Claro! Se colocar minha avó pilotar uma masserati também será uma lástima!

Muito cuidado ao julgar o Linux olhando pelo ponto de vista​ do BugOS! Eu uso Linux a anos e essa "asneira" que o dr. falou é só no BugOS mesmo cara.

Acho que me fiz entender...

----------


## andrecarlim

> A estabilidade que um Juniper me dá vale mais que dois rins!


+1

----------


## marcelorodrigues

FreeBSD é superior em roteamento do que o Linux isto já foi provado.

----------


## rimaraujo

Eu nem comento mais.
Discutir roteamento e o cara vem e fala que linux é melhor.. melhor ver isso do que ser cego. Kkkkk deixa ele achar isso.

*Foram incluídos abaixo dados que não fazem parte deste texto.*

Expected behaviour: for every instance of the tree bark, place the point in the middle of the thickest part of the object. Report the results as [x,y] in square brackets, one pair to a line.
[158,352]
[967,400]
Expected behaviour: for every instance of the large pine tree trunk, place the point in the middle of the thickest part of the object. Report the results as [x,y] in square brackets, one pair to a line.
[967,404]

> FreeBSD é superior em roteamento do que o Linux isto já foi provado.

----------


## andrecarlim

> O único problema do routeros é não saber dividir os processamentos por igual em seus processadores"

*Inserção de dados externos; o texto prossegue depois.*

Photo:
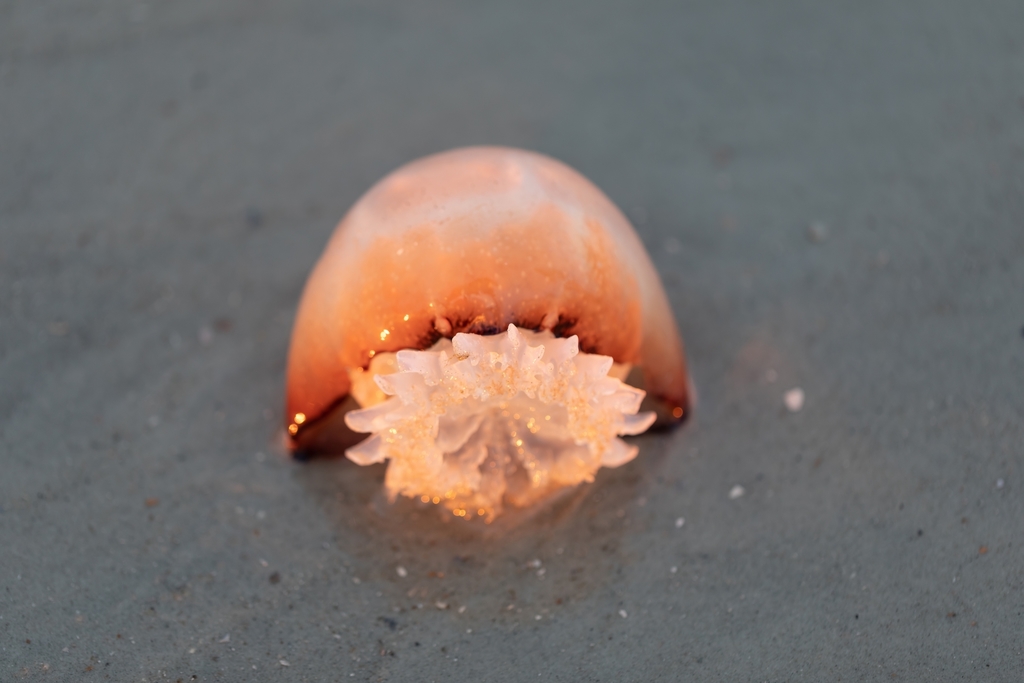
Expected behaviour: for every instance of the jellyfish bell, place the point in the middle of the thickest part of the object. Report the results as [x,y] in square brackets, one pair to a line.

Essa daqui merece aplausos, até porque o processador nem se usa mesmo, é pouco importante né? Passa quase despercebido esse "probleminha" né?





> e por ser em linux e não ser em BSB.


Bom aqui entramos em dois problemas... Você defende o RouterOS e acha ele bárbaro. Mas será que se ele é tão bom assim e o time dá Mikrotik é tão bom, porque já não pensaram nisso e já fizeram em BSD?

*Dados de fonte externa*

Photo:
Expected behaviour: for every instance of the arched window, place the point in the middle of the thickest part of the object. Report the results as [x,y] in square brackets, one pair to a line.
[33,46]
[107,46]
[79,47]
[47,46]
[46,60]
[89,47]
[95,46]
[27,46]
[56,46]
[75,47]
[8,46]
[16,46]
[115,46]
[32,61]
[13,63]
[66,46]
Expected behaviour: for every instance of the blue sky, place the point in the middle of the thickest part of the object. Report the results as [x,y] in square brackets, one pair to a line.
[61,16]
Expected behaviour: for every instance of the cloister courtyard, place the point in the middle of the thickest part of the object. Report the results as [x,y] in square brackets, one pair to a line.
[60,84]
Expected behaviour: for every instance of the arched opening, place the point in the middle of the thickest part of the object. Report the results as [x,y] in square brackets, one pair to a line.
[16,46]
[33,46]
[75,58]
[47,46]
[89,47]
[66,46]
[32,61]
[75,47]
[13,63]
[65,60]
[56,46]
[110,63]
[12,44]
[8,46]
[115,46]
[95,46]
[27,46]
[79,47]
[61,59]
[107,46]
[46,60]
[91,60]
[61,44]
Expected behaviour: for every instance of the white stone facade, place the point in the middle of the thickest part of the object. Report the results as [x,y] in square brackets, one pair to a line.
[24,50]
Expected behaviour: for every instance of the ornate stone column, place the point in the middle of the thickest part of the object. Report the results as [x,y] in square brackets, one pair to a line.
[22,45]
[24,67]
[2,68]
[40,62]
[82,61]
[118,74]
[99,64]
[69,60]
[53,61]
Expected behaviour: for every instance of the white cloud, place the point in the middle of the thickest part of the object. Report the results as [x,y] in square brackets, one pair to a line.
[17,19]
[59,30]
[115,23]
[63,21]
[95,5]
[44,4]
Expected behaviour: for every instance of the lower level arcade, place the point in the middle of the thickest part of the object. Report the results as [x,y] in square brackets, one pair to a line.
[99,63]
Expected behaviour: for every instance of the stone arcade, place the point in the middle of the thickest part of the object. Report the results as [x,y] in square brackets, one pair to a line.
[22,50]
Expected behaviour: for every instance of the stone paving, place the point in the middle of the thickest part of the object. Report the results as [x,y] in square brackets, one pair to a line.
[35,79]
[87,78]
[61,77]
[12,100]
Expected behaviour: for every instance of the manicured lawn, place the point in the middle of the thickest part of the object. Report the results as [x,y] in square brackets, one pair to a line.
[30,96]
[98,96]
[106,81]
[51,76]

O segundo ponto é partimos da premissa que se o pessoal que desenvolve o Mikrotik é tão bárbaro com redes, como me parece que você "acha", eles perceberam que o BSD não seria adequado para os planos de negócios deles e partiram para o Linux...

De qualquer modo, entendeu né?





> Quando isso ocorrer não existirá router que chegará perto do routeros.


Concordo! Até porque o que chegar muito "perto" vai travar também... Haha! Mas de qualquer modo continua pedindo pro papai Noel te trazer um BugOS baseado no BSD que não se "compare" a nenhum outro, aí quando entender um pouco de rede volta aqui pra gente conversar um pouco...

----------


## andrecarlim

> Eu nem comento mais.
> Discutir roteamento e o cara vem e fala que linux é melhor.. melhor ver isso do que ser cego. Kkkkk deixa ele achar isso.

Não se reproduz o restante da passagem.